Ferrovial, a global infrastructure giant, has just reported a staggering 38.9% increase in adjusted EBITDA for 2024, a remarkable feat driven by robust performance across all business areas. This impressive growth is a testament to the company's strategic vision and commitment to driving long-term success. Let's delve into the key factors behind this achievement and explore how
plans to maintain this momentum in the coming years.
Ferrovial's 2024 adjusted EBITDA surge was fueled by strong performance in its core business segments:
1. Toll Roads Division: This segment recorded a 21.9% increase in revenue and a 22.8% improvement in adjusted EBITDA in like-for-like terms. The solid growth was primarily due to robust performance in North America, with traffic on 407 ETR in Canada growing by 4.6% and revenue rising 13.2% to CAD 1.3 billion. Additionally, the Express Lanes in the U.S. experienced solid growth in revenue per transaction, with I-66 Express registering a 34.4% increase. These trends suggest that the Toll Roads Division will continue to perform well in the future, driven by mobility and commuting patterns, and potential increases in revenue per transaction.
2. Construction Division: The Construction division ended the first nine months of the year with a record order book of $17.4 billion, with North America accounting for 49% and Poland 25%. Revenue amounted to $5.7 billion, an increase of 3.2% on a like-for-like basis. The Construction division reported adjusted EBIT of $220 million and an adjusted EBIT margin of 3.9%, on track to meet the 3.5% target for fiscal year 2024. This strong performance indicates that the Construction division will likely continue to contribute significantly to Ferrovial's overall performance in the future.
3. Airports Division: The Airports division registered strong growth in traffic, with Heathrow having its busiest first nine months ever, welcoming 63.1 million passengers between January and September, a 6.2% gain year-over-year. As a result of the solid demand experienced during the year, the airport upgraded its traffic projections for 2024 to a new record of 83.8 million passengers. This trend suggests that the Airports division will continue to perform well in the future, driven by increasing passenger traffic.
To maintain this momentum and continue driving growth in the coming years, Ferrovial's management has identified several strategic initiatives:
1. Infrastructure assets in growing areas: Ferrovial's CEO, Ignacio Madridejos, highlighted that the company's infrastructure assets are located in growing areas, which translates into higher dividends. This allows Ferrovial to take advantage of future growth opportunities. For example, the company received $532 million in dividends from infrastructure assets in North America during the first nine months of 2024.
2. Capital gains from divestments: Ferrovial registered the proceeds from the divestment of a 5% stake in IRB Infrastructure Developers and the sale of Amey and Serveo. These inflows were mainly allocated to shareholder distributions, the acquisition of 24% of IRB Infrastructure Trust, and equity investments in the JFK's New Terminal One. This strategy allows the company to reinvest in growth opportunities while maintaining a solid financial position.

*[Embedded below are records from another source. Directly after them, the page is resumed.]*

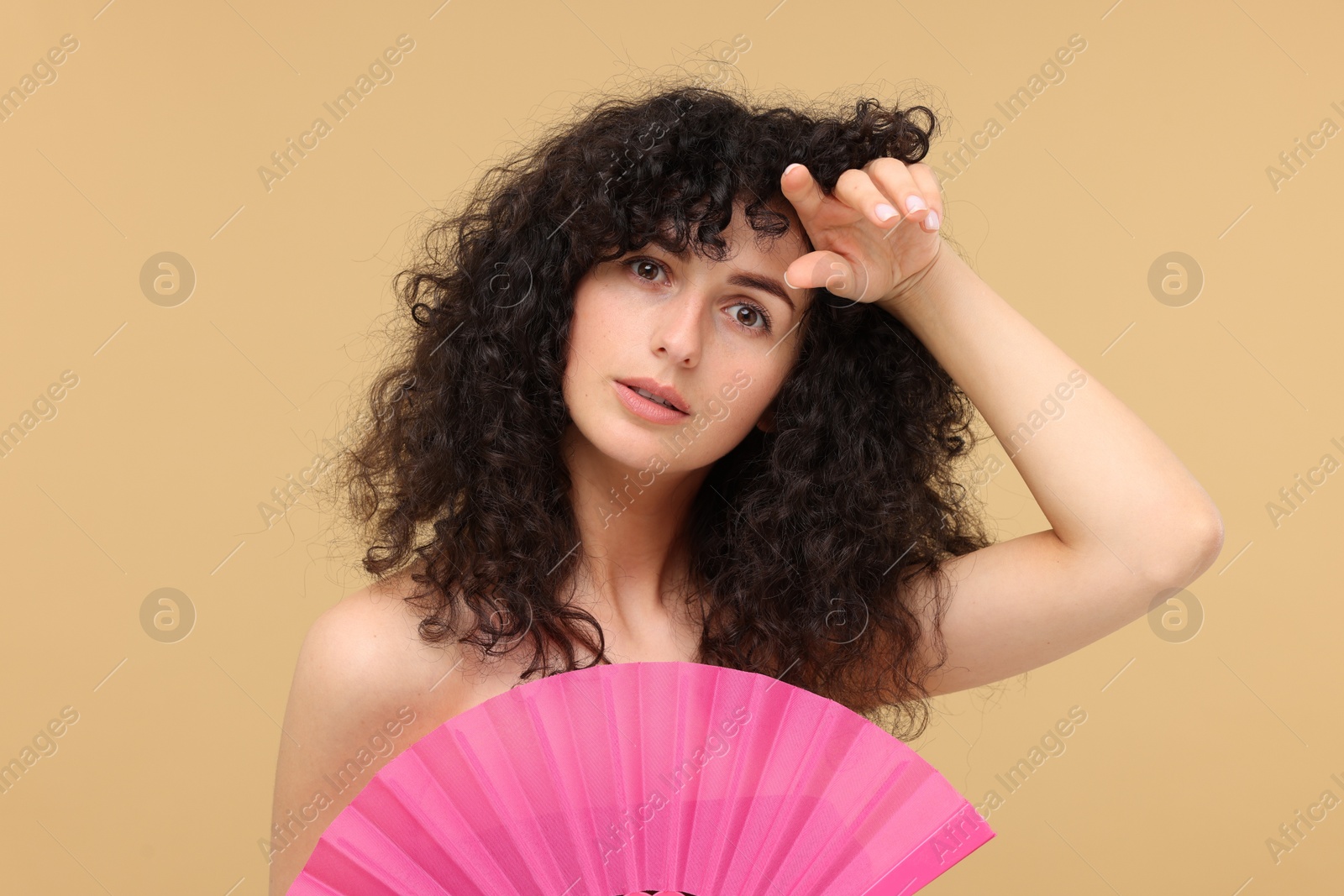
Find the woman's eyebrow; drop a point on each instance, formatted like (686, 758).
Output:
(764, 284)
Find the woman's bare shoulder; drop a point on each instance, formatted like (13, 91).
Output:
(365, 689)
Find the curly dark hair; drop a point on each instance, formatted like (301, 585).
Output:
(797, 537)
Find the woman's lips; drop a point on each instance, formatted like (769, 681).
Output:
(647, 409)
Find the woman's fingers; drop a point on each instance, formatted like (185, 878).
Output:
(927, 184)
(803, 191)
(828, 270)
(894, 179)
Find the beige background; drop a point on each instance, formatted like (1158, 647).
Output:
(185, 418)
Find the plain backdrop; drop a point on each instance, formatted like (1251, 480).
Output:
(1203, 732)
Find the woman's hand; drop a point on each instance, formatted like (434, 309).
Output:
(858, 254)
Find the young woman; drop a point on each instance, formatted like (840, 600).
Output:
(691, 380)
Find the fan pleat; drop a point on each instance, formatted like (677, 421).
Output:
(648, 777)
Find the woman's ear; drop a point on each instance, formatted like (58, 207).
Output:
(766, 422)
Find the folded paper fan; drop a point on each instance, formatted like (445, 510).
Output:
(648, 777)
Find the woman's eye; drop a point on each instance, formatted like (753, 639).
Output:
(750, 313)
(643, 266)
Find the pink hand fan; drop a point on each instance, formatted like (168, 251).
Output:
(669, 777)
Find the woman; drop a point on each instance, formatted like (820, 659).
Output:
(689, 380)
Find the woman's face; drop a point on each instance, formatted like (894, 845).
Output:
(722, 336)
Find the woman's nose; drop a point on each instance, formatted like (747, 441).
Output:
(679, 327)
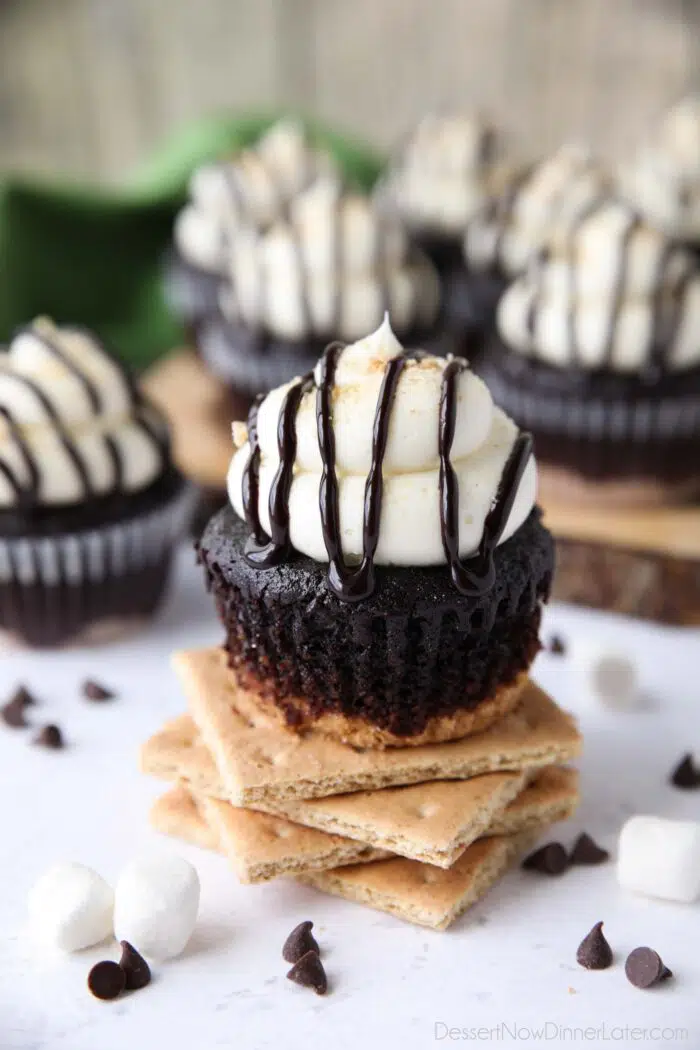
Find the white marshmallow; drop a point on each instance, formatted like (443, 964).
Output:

3. Strategic acquisitions: Ferrovial has shown interest in strategic acquisitions to drive growth. In the first nine months of 2024, the company acquired a 24% stake in IRB Infrastructure Trust and made equity investments in the JFK's New Terminal One. These acquisitions align with Ferrovial's strategy to expand its presence in growing markets and diversify its revenue streams.
In conclusion, Ferrovial's 38.9% adjusted EBITDA surge in 2024 is a testament to the company's robust performance across all business areas. To maintain this momentum and continue driving growth in the coming years, Ferrovial's management plans to focus on infrastructure assets in growing areas, capitalize on capital gains from divestments, and pursue strategic acquisitions. These initiatives, supported by specific examples and data from the materials, demonstrate the company's commitment to continuing its strong financial performance.